3 The first chapter Exercise Example 1 Assuming there are three boxes of similar models of parts, which were equipped with 50, 30 and 40, and first-class goods were 20, 12 and 24. Now choose from a case of random samples of all has a spare parts (for the first time to take back the parts do not) try to seek access to spare parts is the probability of first-class goods and out calculating both the probability of first-class goods.

4 Solution: set respectively in the first and second election of the first-class products with pieces of the box for 20,12,24, respectively for the first time, for the second out of first-class products, according to Italian title,

5 Example 2 A, B, C at the same time of three aircraft fire, hitting three of the probability of 0.4,0.5,0.7. Planes were shot down and one hit a probability of 0.2 and was hit by two shot down by a probability of 0.6 If all three hit, the aircraft must have been shot down, and the probability of the aircraft was shot down. Solution: Let B = ( plane was shot down), Ai = (aircraft was hit i people), i = 1,2,3

6 By the whole probability formula P (B) = P (A1) P (B | A1) + P (A2) P (B | A2) + P (A3) P (B | A3) = 0.36 × 0.2 +0.41 × 0.6 +0.14 × 1 = 0.458 That the aircraft was shot down by a probability of 0.458.

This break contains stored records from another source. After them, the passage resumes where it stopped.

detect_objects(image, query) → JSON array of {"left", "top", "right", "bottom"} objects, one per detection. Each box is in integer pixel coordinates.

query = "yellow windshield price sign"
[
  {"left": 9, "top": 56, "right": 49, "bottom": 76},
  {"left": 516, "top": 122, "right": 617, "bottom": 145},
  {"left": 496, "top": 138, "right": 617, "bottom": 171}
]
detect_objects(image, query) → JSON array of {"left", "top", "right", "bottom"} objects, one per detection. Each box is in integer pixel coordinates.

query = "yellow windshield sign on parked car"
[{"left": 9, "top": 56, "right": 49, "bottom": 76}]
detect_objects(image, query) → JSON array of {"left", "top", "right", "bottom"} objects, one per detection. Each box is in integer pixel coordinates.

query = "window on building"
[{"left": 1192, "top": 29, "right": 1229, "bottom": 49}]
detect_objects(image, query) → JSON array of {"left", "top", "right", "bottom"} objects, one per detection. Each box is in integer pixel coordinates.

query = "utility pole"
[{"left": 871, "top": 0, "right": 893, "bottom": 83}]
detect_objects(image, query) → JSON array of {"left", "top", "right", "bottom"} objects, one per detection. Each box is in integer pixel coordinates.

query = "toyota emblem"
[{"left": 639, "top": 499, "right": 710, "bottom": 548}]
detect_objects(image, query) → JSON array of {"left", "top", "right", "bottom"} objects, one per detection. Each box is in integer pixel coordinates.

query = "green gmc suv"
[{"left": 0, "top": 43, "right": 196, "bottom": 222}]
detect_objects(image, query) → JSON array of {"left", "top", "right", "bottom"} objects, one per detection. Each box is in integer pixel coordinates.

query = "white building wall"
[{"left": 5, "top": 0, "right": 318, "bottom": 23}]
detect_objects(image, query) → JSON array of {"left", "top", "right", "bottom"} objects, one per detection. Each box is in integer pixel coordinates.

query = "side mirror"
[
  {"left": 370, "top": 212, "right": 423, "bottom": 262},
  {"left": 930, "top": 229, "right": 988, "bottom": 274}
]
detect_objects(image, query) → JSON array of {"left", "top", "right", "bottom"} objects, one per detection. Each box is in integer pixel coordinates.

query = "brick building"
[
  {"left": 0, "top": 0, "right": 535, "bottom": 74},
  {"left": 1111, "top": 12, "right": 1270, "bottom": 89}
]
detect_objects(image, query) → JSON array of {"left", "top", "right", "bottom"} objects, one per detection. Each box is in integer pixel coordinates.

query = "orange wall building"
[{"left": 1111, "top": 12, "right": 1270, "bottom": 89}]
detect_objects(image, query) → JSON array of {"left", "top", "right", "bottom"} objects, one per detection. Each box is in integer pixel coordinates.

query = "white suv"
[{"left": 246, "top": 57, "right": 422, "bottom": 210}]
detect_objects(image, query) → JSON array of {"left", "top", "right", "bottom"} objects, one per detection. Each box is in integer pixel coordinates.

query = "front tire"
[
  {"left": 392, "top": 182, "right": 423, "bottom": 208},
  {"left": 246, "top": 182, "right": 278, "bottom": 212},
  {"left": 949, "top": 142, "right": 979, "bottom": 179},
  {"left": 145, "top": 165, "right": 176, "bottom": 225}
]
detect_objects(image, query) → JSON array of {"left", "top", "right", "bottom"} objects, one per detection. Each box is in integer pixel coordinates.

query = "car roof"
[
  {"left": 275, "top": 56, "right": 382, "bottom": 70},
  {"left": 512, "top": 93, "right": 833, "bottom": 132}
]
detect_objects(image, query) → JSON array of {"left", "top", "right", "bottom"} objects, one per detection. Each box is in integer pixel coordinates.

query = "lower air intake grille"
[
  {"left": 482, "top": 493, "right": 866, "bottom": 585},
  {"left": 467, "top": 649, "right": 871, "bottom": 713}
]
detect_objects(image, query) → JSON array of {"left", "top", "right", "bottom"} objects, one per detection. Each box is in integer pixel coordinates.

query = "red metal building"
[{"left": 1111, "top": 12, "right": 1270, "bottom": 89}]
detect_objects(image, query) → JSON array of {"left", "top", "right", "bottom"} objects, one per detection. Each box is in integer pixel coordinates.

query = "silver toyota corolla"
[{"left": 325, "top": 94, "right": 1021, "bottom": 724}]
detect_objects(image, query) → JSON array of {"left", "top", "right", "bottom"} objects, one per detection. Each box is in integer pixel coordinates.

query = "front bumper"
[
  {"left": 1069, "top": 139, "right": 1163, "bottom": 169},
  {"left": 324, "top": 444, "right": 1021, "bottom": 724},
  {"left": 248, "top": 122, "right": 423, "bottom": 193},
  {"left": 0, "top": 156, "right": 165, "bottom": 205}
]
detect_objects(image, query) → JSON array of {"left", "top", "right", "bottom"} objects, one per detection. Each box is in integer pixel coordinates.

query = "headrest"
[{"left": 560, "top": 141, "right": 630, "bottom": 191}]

7 Example 3 From the assumption that there are three regions of the 10, 15 and 25 candidates of the nomination form, the application forms which girls were 3, 7 and 5. Are randomly out of a region of the entry form, and from one after another at random Two out. (1) to seek out a female form of probability; (2) known after the draw is a table of boys,to seek out a female form of probability.

8 solution: introduction of events : { application forms is the first region j} ; ={ I is the first time be able to get into the boys table}. by the conditions of knowledge: by the probability of the whole formula, we have

9 Easy to see by the probability of the whole formula:

10 by the definition of conditional probability

11 Example 4 set the probability of the same events and independent of each other, seek Solution set . and the formula by adding event independent,we have

12 Example 5 Prove events that the full independence and a necessary condition is that they are pairwise independent and any of the events and the remaining two events of the independent pay. Proof: (1) need Events for A, B, C independent, any two of them independent of each other; In addition, by P (A [BC]) P (ABC) = P (A) P (B) P (C) = (A) P (BC), A visible with the independent BC. The same evidence, B and AC independent, C and AB independence.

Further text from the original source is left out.